When we finished monitoring, we were sitting at the side of the road we came in on, near the entrance to our prairie as well as the entrance to the woods. While we were sitting there, two four-wheelers came out of the woods, each with a driver dressed entirely in camouflage. Each driver had a big belt with lots of tools on it, including a pistol. They were government guys, and each one had a huge bundle of plants on the back of his vehicle. My first guess was marijuana, then I thought, no, it can't be - this seems so unlikely, and that is a *lot*. Then we both looked closer, and, yes, indeed, they were in the midst of a drug bust, taking someone's pot crop out of the woods. The steward I was working with told me that happens frequently in those woods - it's just such a vast tract of land that it's not too hard to grow things unnoticed, but now the authorities are onto them, so it's more difficult to make it to harvest.
It was something different for my field day, anyway.

Monday, August 20, 2007

photos, please!

I want people to send me pictures. Digital, hard copy, don' matta. I need more images of those I love.
I was just looking through the albums I've got - i have 3 - miscellaneous from childhood through high school, a wonderful amazing college album courtesy of danielle (plus the random photos i acquired randomly, plus pictures of flowers i took last summer), and the National Park Extravaganza, Susie B. Gifford, photographer. I just admired them all, and got very homesick for 1. Melrose, 2. Ithaca, 3. the Northwest. In no particular order.
So, if you're in the mood to share something, share a picture. of anything.

Saturday, August 18, 2007

when life turns your milk sour, make buttermilk ... pancakes

i finally made it down to the Art Institute of Chicago yesterday evening - all summer long, Target sponsors 2 free nights at the Art Institute, Thursday and Friday, and I found out about this during my first week in Chicago, and have been meaning to get there ever since, but I always have an excuse - too tired after work, or just something else to do. So i finally said to myself, there are only 3 more weeks of this, and if you miss it, then you'll be very sad and disappointed in yourself. So I just did it - got off the train, ate dinner, got back on the next Metra downtown. I took it as an omen that i was doing the right thing when no conductor came by to collect my fare. I had a nice walk through sun-struck downtown, getting to watch all the people heading home from work and the other bunch heading out for fun.

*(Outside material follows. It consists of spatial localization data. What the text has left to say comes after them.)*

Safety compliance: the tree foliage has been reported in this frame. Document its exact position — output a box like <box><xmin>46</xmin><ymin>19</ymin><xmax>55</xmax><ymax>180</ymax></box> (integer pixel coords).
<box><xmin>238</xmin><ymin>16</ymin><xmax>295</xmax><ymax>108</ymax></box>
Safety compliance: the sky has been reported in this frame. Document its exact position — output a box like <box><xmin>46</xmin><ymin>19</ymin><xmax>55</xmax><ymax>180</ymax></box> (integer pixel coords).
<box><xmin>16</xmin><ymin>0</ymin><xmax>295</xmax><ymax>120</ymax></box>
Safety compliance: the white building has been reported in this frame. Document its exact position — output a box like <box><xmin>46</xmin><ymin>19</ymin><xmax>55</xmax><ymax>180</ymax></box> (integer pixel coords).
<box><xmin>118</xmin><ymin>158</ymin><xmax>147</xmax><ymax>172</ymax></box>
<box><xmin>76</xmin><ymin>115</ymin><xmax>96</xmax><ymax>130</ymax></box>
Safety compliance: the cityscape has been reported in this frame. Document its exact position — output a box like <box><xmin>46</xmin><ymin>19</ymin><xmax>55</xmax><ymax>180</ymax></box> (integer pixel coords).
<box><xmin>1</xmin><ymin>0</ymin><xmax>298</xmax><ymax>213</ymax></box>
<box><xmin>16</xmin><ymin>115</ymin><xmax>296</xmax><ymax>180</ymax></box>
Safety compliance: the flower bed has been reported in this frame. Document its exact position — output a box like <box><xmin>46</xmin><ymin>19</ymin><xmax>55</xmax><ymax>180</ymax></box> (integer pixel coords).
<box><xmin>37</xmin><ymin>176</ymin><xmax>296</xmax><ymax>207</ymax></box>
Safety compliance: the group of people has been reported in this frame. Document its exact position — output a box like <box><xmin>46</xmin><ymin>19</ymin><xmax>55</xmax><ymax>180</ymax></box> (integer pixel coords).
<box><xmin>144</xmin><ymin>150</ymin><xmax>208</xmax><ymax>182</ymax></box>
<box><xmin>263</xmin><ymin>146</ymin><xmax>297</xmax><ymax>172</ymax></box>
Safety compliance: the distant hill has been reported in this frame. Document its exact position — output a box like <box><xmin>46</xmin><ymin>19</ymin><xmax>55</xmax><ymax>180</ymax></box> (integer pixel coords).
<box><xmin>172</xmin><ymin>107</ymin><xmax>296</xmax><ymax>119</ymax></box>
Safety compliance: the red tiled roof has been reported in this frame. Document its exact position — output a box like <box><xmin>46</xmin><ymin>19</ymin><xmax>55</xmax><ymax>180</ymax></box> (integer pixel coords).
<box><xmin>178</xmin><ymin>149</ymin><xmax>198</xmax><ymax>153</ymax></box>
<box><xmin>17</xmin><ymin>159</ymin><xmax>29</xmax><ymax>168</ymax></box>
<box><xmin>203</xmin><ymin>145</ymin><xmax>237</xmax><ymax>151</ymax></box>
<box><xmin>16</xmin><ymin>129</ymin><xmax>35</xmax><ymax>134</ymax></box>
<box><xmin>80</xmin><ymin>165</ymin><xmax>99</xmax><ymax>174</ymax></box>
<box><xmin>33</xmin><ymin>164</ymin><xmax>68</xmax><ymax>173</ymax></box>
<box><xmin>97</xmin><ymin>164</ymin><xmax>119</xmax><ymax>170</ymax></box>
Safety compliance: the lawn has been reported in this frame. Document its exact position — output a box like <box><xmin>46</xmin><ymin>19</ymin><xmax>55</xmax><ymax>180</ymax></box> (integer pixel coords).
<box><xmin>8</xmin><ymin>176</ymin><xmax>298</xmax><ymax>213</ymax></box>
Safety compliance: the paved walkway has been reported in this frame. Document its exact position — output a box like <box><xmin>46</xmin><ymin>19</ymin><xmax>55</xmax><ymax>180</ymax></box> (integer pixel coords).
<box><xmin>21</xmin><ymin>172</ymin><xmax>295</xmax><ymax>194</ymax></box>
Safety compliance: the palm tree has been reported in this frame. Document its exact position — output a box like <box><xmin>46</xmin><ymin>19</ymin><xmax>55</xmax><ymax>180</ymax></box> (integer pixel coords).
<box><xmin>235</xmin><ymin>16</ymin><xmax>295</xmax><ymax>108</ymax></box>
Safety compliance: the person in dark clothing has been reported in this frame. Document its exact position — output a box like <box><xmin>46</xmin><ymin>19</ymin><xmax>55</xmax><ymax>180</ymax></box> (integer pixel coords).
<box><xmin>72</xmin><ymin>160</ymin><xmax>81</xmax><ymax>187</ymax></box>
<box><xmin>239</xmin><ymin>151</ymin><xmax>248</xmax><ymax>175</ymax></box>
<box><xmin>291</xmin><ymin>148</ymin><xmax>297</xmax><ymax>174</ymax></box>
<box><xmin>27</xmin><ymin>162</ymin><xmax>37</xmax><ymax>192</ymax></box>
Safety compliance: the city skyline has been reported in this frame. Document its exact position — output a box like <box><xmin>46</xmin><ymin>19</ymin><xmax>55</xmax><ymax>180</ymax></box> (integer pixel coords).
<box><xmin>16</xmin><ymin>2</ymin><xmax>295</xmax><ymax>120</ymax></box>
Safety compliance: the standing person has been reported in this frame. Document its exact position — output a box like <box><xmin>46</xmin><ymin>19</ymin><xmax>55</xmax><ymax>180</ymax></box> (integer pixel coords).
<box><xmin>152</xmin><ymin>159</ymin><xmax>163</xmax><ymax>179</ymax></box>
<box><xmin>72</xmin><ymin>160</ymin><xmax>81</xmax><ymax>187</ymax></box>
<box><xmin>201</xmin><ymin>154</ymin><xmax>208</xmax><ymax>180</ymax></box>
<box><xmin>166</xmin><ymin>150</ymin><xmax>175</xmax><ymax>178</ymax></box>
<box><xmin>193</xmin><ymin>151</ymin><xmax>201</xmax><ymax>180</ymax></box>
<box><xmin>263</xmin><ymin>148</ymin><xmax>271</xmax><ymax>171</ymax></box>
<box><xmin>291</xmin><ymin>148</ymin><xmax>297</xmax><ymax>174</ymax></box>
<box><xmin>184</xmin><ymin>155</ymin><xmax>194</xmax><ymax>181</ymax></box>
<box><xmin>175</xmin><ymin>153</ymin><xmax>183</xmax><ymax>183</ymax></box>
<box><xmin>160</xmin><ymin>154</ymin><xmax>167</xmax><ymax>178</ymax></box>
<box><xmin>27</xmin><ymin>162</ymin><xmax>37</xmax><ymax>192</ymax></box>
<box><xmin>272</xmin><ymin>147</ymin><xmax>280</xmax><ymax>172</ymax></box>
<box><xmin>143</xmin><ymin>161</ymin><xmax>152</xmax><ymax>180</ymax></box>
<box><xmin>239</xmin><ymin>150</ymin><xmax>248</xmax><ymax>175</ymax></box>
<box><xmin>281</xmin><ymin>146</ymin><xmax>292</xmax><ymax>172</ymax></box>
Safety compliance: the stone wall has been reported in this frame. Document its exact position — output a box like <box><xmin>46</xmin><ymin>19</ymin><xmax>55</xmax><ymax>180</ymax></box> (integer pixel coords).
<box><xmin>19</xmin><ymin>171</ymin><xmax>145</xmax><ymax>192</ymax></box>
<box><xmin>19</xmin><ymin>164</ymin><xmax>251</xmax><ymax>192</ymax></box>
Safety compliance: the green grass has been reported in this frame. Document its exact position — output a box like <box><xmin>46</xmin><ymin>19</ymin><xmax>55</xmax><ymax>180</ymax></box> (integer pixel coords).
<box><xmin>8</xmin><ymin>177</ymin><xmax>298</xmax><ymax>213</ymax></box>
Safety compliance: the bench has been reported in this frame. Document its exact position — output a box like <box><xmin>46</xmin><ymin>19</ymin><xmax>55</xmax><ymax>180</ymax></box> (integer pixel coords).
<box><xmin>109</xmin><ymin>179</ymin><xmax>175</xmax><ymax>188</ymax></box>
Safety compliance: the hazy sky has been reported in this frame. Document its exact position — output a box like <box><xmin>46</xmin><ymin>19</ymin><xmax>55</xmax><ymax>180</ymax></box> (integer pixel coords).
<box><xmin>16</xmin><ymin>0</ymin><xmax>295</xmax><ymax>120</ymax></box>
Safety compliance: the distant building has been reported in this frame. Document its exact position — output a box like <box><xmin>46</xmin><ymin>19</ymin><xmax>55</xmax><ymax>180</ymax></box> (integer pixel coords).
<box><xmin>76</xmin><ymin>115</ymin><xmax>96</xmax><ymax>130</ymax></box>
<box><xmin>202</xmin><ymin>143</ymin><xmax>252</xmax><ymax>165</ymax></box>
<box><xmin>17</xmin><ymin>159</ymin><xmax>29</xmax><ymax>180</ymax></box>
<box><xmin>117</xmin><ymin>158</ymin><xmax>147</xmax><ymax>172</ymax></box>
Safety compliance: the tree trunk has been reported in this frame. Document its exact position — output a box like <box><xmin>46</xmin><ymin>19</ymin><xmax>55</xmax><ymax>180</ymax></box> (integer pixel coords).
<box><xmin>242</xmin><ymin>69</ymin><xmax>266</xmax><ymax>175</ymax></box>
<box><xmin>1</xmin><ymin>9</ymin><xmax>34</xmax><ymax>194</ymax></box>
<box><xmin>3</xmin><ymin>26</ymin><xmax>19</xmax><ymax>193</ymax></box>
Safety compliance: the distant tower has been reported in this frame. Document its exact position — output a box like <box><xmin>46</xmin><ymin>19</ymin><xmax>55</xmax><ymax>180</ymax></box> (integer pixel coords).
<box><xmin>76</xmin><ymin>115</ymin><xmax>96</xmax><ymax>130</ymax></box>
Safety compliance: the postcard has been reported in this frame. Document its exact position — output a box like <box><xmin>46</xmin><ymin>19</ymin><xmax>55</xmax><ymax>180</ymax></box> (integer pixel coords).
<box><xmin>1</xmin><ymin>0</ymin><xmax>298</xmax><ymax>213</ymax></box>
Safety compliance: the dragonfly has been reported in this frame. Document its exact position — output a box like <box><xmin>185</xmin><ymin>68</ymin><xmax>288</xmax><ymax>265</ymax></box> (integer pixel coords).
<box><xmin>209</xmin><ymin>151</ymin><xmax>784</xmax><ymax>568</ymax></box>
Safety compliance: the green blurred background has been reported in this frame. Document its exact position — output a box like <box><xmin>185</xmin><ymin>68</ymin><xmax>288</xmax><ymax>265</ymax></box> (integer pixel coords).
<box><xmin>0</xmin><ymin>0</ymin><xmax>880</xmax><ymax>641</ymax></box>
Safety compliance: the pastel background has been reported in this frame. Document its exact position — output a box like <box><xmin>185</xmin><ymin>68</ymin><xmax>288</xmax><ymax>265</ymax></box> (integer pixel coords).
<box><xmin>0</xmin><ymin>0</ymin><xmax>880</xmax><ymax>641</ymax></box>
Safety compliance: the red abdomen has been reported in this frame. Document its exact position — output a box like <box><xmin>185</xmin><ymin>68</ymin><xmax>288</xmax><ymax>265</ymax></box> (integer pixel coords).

Once inside the museum, I found myself in the Impressionist section, standing amidst a huge crowd of people looking at Monet. I found Renoir, Degas, all the classics. Then I found the Chinese art collection, and Japanese, and the Islamic pottery collection! Then the modern art collection, with Pollock et al. and the usual crap with half the canvas green and the other half white. Then i found an exhibit of photographs by Jeff Wall, a Vancouverite who takes incredibly dark (not light-wise) images of people and dirty interiors and random streetcorners. Then, in the basement, i found the interesting combination of European 18th-century furniture with all its ostentatious carvings and marquetry and fancy upholstery with American 18th-century paintings and statuary. My favorite room was all Remington, both paintings and statues of horses, native Americans, and cowboys. The other great room was all Hudson River School. I felt sort of homesick looking at all the sublime paintings of the Hudson River and New England - so many gorges and hills! I want hills!

So anyway, this morning, i got up and went to the kitchen to have a bowl of cereal, only to find that my milk had started to turn. It was a little too far gone for me to stomach on my cereal, so I just added lemon juice and made pancakes.

Thursday, August 16, 2007

becoming a city girl

i just realized that i am getting city-desensitized.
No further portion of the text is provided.